What is Ross procedure?

What is Ross procedure?

Ross procedure is done for the treatment of aortic valve disease. Aortic valve is the valve between the aorta and left ventricle. Left ventricle is the lower muscular chamber of the heart which pumps blood to the whole body. Aorta is the great vessel arising from the left ventricle, which takes blood to the whole body. Ross procedure was initially used in children and later in adults as well. In Ross procedure, pulmonary valve along with a part of the main pulmonary artery is taken and used instead of the damaged aortic valve (pulmonary autograft for aortic position). Pulmonary valve is the valve between the right ventricle and pulmonary artery. Right ventricle is the lower muscular chamber of the heart which pumps blood to the lungs for oxygenation. Pulmonary artery takes this blood to the lungs.

Ross procedure
Schematic diagram of Ross procedure for aortic valve disease

Another valve obtained from a deceased donor or an animal valve (cryopreserved homograft or xenograft) is placed in the position of the pulmonary valve. Sometimes a polytetrafluoroethylene (PTFE) conduit is used in the pulmonary position to bridge the gap produced by removal of a part of the pulmonary artery. The advantage of the autograft in children is that it would grow in size as the child grows, unlike an artificial valve (prosthetic valve). A study has reported 90.7% ten year survival after Ross procedure in adults.

Aorta can enlarge and produce a leak in the aortic valve in some cases in the long run, after Ross procedure. Xenografts taken from animals are more likely to fail than cryopreserved homografts (human valve from a deceased donor) in the pulmonary position. But the availability of homografts is often limited in most centers. Freedom from pulmonary valve reoperation at 15 years was 100% with homografts while it was around 80% with stentless xenografts.

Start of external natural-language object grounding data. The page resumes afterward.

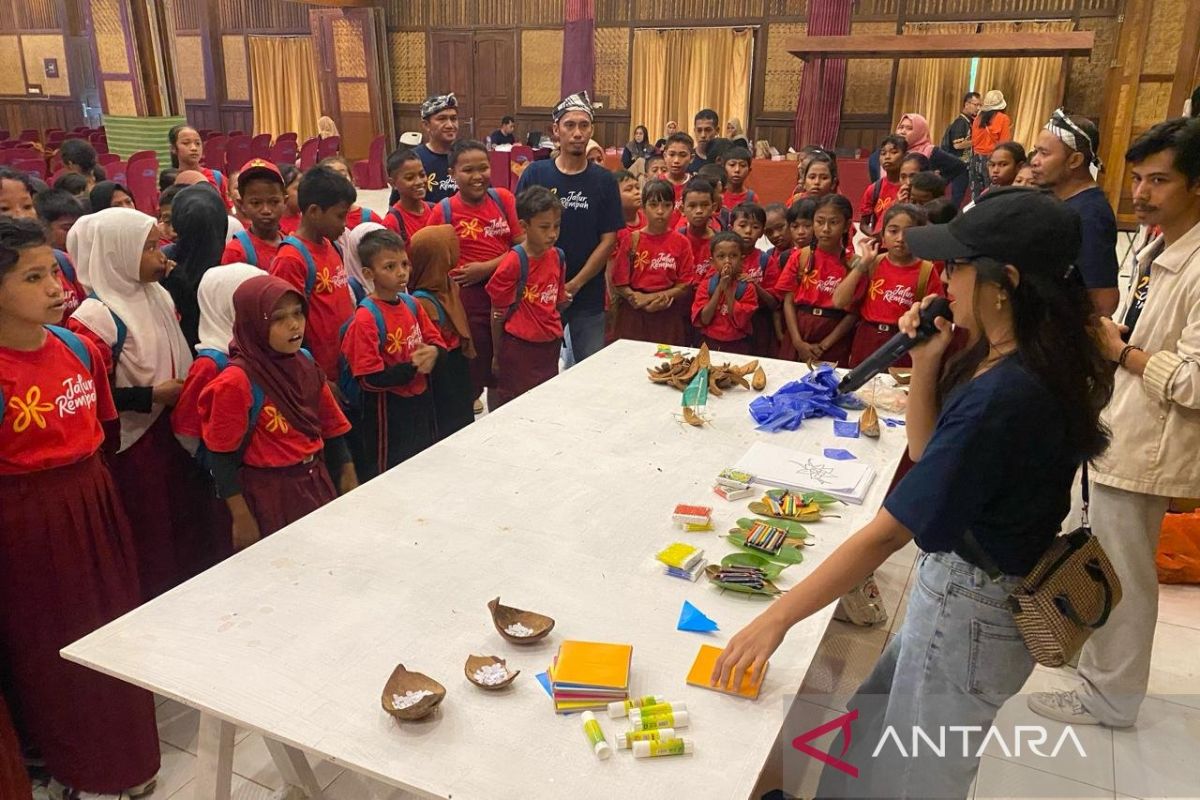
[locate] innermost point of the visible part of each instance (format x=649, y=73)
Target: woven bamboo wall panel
x=612, y=65
x=119, y=98
x=781, y=84
x=407, y=49
x=12, y=74
x=543, y=12
x=1163, y=46
x=109, y=34
x=868, y=80
x=349, y=55
x=237, y=67
x=1086, y=74
x=353, y=97
x=190, y=67
x=541, y=66
x=39, y=47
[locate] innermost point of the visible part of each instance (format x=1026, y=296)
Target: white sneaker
x=1063, y=707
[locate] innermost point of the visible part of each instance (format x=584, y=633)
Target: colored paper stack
x=588, y=675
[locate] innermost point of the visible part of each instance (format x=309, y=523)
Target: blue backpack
x=346, y=380
x=73, y=343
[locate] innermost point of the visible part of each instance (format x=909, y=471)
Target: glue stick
x=666, y=720
x=663, y=747
x=621, y=708
x=595, y=735
x=625, y=740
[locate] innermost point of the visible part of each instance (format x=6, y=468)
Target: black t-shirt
x=1097, y=260
x=996, y=465
x=437, y=169
x=591, y=209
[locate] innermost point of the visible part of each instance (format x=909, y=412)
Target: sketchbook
x=792, y=469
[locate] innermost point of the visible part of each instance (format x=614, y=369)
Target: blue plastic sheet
x=815, y=395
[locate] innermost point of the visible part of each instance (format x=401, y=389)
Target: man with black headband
x=592, y=216
x=1062, y=162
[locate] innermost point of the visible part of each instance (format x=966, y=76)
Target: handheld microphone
x=895, y=347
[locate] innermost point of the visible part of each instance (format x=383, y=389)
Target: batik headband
x=576, y=102
x=1073, y=136
x=438, y=103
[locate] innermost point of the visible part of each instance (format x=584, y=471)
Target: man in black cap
x=592, y=216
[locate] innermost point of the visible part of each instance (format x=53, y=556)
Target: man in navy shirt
x=592, y=216
x=1062, y=161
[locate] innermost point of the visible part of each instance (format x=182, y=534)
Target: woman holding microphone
x=996, y=438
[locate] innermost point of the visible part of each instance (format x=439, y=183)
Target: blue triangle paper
x=693, y=619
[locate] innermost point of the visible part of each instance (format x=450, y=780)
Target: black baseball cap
x=1029, y=228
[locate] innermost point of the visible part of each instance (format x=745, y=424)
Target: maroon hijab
x=292, y=382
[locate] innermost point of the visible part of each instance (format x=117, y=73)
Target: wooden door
x=450, y=60
x=496, y=79
x=349, y=74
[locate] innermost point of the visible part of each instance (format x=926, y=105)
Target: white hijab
x=215, y=296
x=351, y=252
x=107, y=248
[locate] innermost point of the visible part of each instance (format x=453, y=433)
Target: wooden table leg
x=214, y=759
x=294, y=768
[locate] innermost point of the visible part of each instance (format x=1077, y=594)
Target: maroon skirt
x=666, y=326
x=478, y=306
x=523, y=366
x=171, y=506
x=66, y=569
x=279, y=495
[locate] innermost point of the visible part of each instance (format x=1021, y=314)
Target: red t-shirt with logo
x=660, y=262
x=484, y=229
x=225, y=416
x=53, y=407
x=330, y=304
x=725, y=326
x=413, y=222
x=892, y=289
x=535, y=318
x=264, y=251
x=405, y=334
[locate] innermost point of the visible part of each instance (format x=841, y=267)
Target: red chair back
x=238, y=152
x=309, y=155
x=142, y=174
x=329, y=146
x=261, y=146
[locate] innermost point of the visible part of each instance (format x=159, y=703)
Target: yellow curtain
x=933, y=88
x=678, y=72
x=1031, y=85
x=283, y=85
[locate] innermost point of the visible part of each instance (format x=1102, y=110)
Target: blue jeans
x=955, y=661
x=583, y=334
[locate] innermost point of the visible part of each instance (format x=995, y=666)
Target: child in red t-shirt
x=817, y=329
x=69, y=559
x=262, y=202
x=391, y=365
x=895, y=281
x=725, y=304
x=311, y=264
x=883, y=192
x=485, y=220
x=269, y=415
x=527, y=329
x=652, y=272
x=407, y=175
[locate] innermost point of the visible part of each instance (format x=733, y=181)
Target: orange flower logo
x=469, y=229
x=275, y=421
x=29, y=410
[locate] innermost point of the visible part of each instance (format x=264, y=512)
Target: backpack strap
x=247, y=247
x=310, y=278
x=65, y=264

Enlargement of aorta and leak of aortic valve after Ross procedure
Enlargement of aorta and leak of aortic valve after Ross procedure

Long term freedom from stroke or major bleeding episodes was better after Ross procedure compared to mechanical aortic valves. This is because clots can form on mechanical valves and they need long term medications to prevent clots. Clots on the valve can break off and travel along blood circulation to block blood vessels elsewhere. Hence they are prone for strokes by blocks in brain blood vessels and bleeds due to the medication used to prevent clots.